Per la precisione, il valore di mercato della Borsa Italiana è salito a quota 835 miliardi.
Detto questo, la notizia del record dal 2006 testato da Piazza Affari è stata oscurata dal fatto che il rapporto tra la capitalizzazione di mercato e il Pil dell’Italia si è confermato ancora una vola basso: nel 2023 è stato pari ad appena il 38,4%.
Dall’identikit su Piazza Affari stilato dalla Consob è emerso anche che, complessivamente, alla fine del 2023, le società quotate sull’EXM sono state 223, mentre sull’Egm il numero è stato pari a 203, con 34 nuove ammissioni.
L’addio a Piazza Affari si è confermato tuttavia croce di Borsa per l’Italia:
“Il delisting di titoli azionari ha continuato a rappresentare un fenomeno critico per il mercato italiano, avendo mostrato solo un rallentamento nel 2023 rispetto all’anno precedente”, si legge nella relazione della Consob.
Di fatto, “sebbene il numero complessivo delle imprese domestiche quotate su Euronext Milan – EXM, mercato regolamentato organizzato e gestito da Borsa Italiana – e ammesse alla negoziazione su Euronext Growth Market – EGM, piattaforma multilaterale di negoziazione organizzata e gestita dalla stessa Borsa Italiana – sia salito a 426 nel 2023 (da 410 a fine 2022), gran parte dell’incremento” non ha riguardato il “mercato principale EXM”, ma quello “EGM, mercato di crescita per le PMI”. E mercato tuttavia che ha anche “registrato nell’anno un netto incremento del numero di delisting (21 a fronte di nove nel 2022, di cui cinque passaggi a EXM)”.

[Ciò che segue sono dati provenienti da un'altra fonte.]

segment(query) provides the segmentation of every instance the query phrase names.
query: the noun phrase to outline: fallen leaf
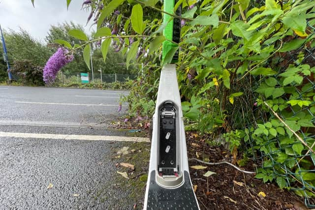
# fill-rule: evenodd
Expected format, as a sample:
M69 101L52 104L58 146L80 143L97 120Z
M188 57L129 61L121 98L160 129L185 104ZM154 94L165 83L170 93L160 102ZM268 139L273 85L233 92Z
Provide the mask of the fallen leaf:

Nella relazione è stato precisato che, “nello specifico, nel 2023 le nuove quotazioni di emittenti italiani su EXM sono state nove e le società ammesse alla negoziazione su EGM 34 a fronte, rispettivamente, di sei e 21 revoche. Inoltre, il persistere di condizioni di incertezza circa le prospettive di crescita globale e l’instabilità geopolitica ha portato 13 società a rinunciare o a rinviare il processo di prima ammissione alla quotazione sul mercato regolamentato”.
La Consob ha ammesso che “la costante crescita del numero di società ammesse alla negoziazione sull’EGM è un segnale positivo”.
Detto questo, l’aumento è “insufficiente a compensare l’impatto, in termini di capitalizzazione, delle uscite dal mercato principale, poiché l’EGM costituisce una minima quota (pari all’1% circa) della capitalizzazione totale”.
Come se non bastasse, “quest’ultima rappresenta, a sua volta, una percentuale piuttosto contenuta del prodotto interno lordo”, se si considera che il rapporto capitalizzazione-Pil dell’Italia non ha di fatto raggiunto “da anni la soglia del 50%”.
I numeri parlano chiaro:
“In particolare, a fine 2023, tale rapporto si è assestato al 38% in Italia, in lieve crescita rispetto al biennio precedente ma pur sempre lontano da percentuali superiori al 100% in Francia, prossime o superiori al 90% nel Regno Unito e nei Paesi Bassi e intorno al 50% in Spagna e Germania”.